So what happened? The "Animals have Intrinsic Worth" lobby won out, that's what happened. After a century of gently running down the stock, all animals were left outside the glass dome to find their own level: survive, evolve or die.

What brings about animal apartheid in the future? Partlly, its the way we're thinking about animals today. Animals, at least some of them, have come to be seen as more than just a commodity to be bought and sold:

Science has provided us with compelling evidence that animals are more like humans than we previously thought - at the very least, they are sentient. Where animals were seen as "agricultural products", now they are seen as creatures with feelings. This has been accepted by the European Union, which has put a definition of sentience in its animal welfare legislation: "A sentient animal is one for whom feelings matter." In deciding that they are sentient and have feelings, science has blurred the line between "them" and "us" even more.

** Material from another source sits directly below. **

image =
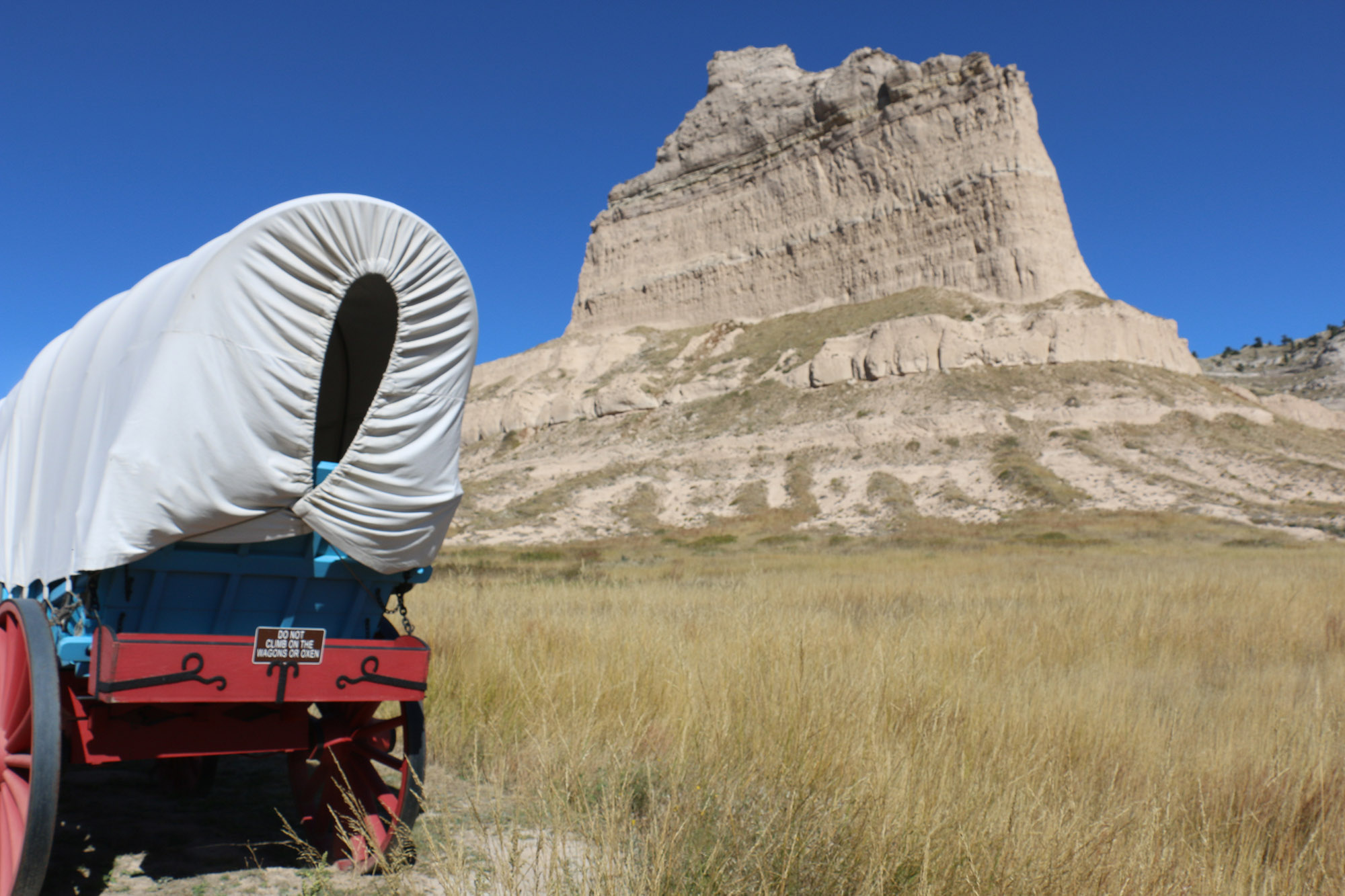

Why all the fuss? What's wrong with the way we interact with animals at the moment? Nothing, if you don't accept that animals have their own feelings and emotions, or accept it but still don't care. But if you do care, then you will realise that the moral relationship we have with animals is deeply troubled. It becomes impossible to maintain moral blindness to the way we treat them.


When you consider that there are about 50 million dogs and another 50+ million cats in the U.S. alone, the cost of caring for pets must be enormous. Then consider that while most people do chow down with a side order of veggies, it's the meat--the animal--that's the main course. Add in the leather for shoes and belts, the fur used to make coats, and all the other economic contributions made by animals, and you probably have at least 15 percent of GDP.

A world without animals? Talk to the Native Americans, who saw the sacred buffalo driven to near extinction as the iron horse thundered across the prairies bringing a tidal wave of settlers who held no respect for the life of the grand beast. The legend of the buffalo dance offered the Blackfoot a promise that the lives of the buffalo killed for food would be restored to life. Where are the buffalo dancers today?